Problema: a coisa colou, e agora os blogs, que regra geral são preguiçosos, copiam-se uns aos outros com esta errónea informação em tudo o que é lado, ficando o curioso visitante com uma ideia distante da realidade cronológica de um activo que foi elevado a Monumento Nacional.

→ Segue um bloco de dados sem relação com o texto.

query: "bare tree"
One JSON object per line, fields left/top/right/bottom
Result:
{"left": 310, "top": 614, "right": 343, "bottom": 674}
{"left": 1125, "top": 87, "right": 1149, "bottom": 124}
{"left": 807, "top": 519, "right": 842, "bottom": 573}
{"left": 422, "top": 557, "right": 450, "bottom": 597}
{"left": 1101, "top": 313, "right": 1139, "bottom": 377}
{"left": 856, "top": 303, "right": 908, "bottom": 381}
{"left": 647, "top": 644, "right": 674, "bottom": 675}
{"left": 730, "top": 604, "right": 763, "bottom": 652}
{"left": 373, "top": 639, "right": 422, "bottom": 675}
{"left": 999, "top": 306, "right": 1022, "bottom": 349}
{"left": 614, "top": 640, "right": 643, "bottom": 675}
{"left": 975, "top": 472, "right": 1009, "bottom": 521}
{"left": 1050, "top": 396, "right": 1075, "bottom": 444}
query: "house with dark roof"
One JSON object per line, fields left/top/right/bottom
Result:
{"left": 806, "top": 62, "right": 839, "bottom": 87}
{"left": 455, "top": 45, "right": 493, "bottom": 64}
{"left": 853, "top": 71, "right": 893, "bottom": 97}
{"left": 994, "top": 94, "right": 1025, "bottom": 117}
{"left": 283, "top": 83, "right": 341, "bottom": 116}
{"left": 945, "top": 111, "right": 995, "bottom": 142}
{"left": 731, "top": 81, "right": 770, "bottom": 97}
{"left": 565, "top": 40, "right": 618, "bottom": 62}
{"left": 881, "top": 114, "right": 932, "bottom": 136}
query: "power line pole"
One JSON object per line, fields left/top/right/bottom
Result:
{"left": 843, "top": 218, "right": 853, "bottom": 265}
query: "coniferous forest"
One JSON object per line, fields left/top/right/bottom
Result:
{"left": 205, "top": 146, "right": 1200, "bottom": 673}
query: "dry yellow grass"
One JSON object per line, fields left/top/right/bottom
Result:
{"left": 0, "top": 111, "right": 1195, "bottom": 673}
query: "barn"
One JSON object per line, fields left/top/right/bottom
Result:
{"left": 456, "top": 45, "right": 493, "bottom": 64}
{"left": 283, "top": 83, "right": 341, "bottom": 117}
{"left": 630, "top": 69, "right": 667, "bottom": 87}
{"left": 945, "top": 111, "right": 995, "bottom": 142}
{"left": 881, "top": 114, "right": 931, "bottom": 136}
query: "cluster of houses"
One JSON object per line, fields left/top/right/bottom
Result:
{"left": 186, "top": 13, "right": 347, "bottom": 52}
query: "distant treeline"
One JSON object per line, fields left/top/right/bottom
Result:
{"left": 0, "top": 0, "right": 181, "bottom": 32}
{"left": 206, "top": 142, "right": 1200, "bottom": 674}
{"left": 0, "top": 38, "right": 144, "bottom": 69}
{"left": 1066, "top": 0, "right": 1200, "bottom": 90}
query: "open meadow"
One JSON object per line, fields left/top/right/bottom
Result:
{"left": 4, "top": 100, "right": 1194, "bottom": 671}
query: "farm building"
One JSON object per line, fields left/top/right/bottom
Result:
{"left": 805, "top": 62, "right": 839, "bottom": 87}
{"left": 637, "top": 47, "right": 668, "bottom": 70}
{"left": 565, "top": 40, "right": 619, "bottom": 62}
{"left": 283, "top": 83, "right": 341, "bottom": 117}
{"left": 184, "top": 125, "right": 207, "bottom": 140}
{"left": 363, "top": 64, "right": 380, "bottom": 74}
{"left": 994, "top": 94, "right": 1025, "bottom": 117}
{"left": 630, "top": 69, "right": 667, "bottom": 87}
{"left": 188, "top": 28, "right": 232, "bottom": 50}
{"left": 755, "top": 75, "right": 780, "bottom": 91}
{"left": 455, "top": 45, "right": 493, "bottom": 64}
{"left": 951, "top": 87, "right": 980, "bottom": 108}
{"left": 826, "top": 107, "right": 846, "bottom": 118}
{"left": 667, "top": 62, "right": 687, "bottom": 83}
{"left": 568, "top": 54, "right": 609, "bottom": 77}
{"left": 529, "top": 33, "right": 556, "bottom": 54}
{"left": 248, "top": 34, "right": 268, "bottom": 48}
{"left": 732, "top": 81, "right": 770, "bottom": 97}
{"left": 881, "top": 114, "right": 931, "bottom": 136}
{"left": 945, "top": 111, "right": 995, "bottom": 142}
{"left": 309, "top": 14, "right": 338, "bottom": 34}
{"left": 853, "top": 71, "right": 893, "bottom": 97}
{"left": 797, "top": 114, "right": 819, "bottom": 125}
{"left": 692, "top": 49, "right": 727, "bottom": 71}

Por muito especulativo que seja atirar uma data para a edificação da Ponte de Mem Gutierres, é certo que tem origem medieval, possivelmente do século XIV (ou seja, a apanhar o românico tardio característico do Minho), tendo recebido actualizações recentes, sendo a mais óbvia o betume com que foi coberto o tabuleiro para a passagem de automóveis.
Quando o Ave é novo
A Ponte de Mem Gutierres vai buscar o seu nome ao frade que é referido numa das variadas lendas que se contam a seu respeito. Há quem a chame de Ponte da Esperança, referência ao nome da antiga freguesia e ao seu orago – na margem direita, a cerca de cem metros dela, podemos ver uma imagem de Nossa Senhora da Esperança junto à estrada. Menos pronunciada é a sua terceira designação, Ponte Domingos Terno, numa referência ao seu eventual obreiro.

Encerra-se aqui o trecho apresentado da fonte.